La première question qui vient à l’esprit : mais où donc passait ce premier chemin de fer ? On sait que dans le territoire de la ville de La Prairie il suivait une ligne droite à partir du fleuve d’où arrivaient les passagers et les marchandises en bateau à vapeur. Il couvrait une distance de 8,3 km jusqu’à la jonction où, en 1851, il sera remplacé par une voie ferrée qui se rendra à Saint-Lambert pour y enjamber plus tard le pont Victoria. Or, 6,8 km de ces 8,3 km sont toujours repérables sur le territoire de La Prairie, soit près de 80 %.

On peut distinguer quatre tronçons. Le premier relie l’A-132 à la rue du Maire sur une distance d’environ 1 km dans l’axe de la rue de la Levée. Le second prend le relai sur 1 km derrière le collège Jean de la Mennais en ligne droite avec la piste cyclable qui longe l’ancienne briqueterie. L’emprise disparaît malheureusement par la suite, effacée lors de l’aménagement des quartiers du Grand Boisé et Symbiocité. Le troisième tronçon réapparaît au-delà de l’A-30 sur 2,3 km, jusqu’à la limite de l’ancienne commune, dont 1,5 km bien conservé. Le dernier tronçon, d’une longueur de 2,5 km, relie la frontière de l’ancienne commune à l’intersection avec la voie ferrée actuelle menant au pont Victoria située à 400 mètres au nord du chemin de la Bataille.
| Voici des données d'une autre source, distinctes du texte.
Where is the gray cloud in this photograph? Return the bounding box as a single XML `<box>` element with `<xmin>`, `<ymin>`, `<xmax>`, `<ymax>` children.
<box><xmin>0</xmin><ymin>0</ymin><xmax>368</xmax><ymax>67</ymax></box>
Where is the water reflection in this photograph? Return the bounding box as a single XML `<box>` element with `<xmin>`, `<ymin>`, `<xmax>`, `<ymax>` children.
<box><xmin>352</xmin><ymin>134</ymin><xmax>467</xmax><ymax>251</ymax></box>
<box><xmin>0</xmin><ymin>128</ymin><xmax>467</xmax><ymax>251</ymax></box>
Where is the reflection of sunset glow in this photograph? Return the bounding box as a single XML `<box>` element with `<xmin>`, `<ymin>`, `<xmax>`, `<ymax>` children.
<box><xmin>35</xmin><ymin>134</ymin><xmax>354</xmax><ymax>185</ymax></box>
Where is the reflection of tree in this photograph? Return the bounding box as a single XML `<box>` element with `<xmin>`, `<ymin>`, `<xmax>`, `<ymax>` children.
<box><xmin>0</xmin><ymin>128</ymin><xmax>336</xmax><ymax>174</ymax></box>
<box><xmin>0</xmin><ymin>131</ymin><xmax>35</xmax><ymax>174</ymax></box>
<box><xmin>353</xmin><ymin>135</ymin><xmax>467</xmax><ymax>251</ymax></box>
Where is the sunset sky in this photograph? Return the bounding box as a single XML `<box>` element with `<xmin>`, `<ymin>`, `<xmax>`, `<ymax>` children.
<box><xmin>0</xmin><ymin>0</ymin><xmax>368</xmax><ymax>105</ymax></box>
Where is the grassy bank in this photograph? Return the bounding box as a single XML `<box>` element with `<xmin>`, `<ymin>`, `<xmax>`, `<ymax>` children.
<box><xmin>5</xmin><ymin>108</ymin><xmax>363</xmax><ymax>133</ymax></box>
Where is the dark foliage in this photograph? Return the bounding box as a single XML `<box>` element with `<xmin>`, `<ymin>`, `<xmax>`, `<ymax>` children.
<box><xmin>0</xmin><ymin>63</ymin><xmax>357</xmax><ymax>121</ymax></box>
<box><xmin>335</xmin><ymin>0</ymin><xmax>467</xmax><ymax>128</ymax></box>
À qui appartiennent ces tronçons ? La ville est le principal propriétaire. Elle possède 51 % des 6,8 km de l’emprise repérable, suivi par Poirier, un entrepreneur immobilier, avec 34 %, et, finalement, le collège Jean de la Mennais et la Société d’agriculture du coté de La Prairie qui, ensemble, totalisent 15 %. La carte ci-dessus et le tableau suivant résument l’importance de chacun des tronçons repérables et précisent le nom du propriétaire.

Tronçon Longueur km Propriétaire Longueur

%

Du village 1,0 Ville de La Prairie  

51

Chemin de la Bataille 2,5 Ville de La Prairie
Fontarabie 2,3 Poirier (entrepreneur) 34
Jean de la Mennais 1,0 Collège Jean de la Mennais et Société d’agriculture du comté de La Prairie  

15

TOTAL EMPRISE 6,8 100

Le tronçon du village

Cette partie de l’emprise comprend deux sections. La première, longue de plus de 300 mètres et se terminant à la rue Notre-Dame, est de loin la plus importante puisqu’on y retrouvait en 1836 les infrastructures qui ont marqué la révolution des transports du début du XIXe siècle : le chemin de fer, la gare, le quai où arrivaient et partaient les bateaux à vapeur. Il faut y ajouter le moulin seigneurial des Jésuites. Bien qu’il ait été construit à la fin du XVIIe siècle, il faisait partie de ce qui formait alors le pôle d’activité le plus important de La Prairie.

L’illustration ci-dessus montre l’emplacement vraisemblable de la gare et du moulin en 1836.

La deuxième section se confond avec la rue de la Levée et relie la rue Notre-Dame à la rue du Maire sur près de 700 mètres. Elle rappelle la renaissance du chemin de fer à La Prairie après son interruption en 1851.

Plus tard, en 1936, les Entreprises Lallemand de Montréal, encore aujourd’hui un leader mondial de la levure, implantent une usine dans la zone industrielle du village. Elle y restera jusqu’en 1971. Plusieurs citoyens de La Prairie qui ont vécu dans cette partie de la ville se rappellent avoir traversé cette voie ferrée.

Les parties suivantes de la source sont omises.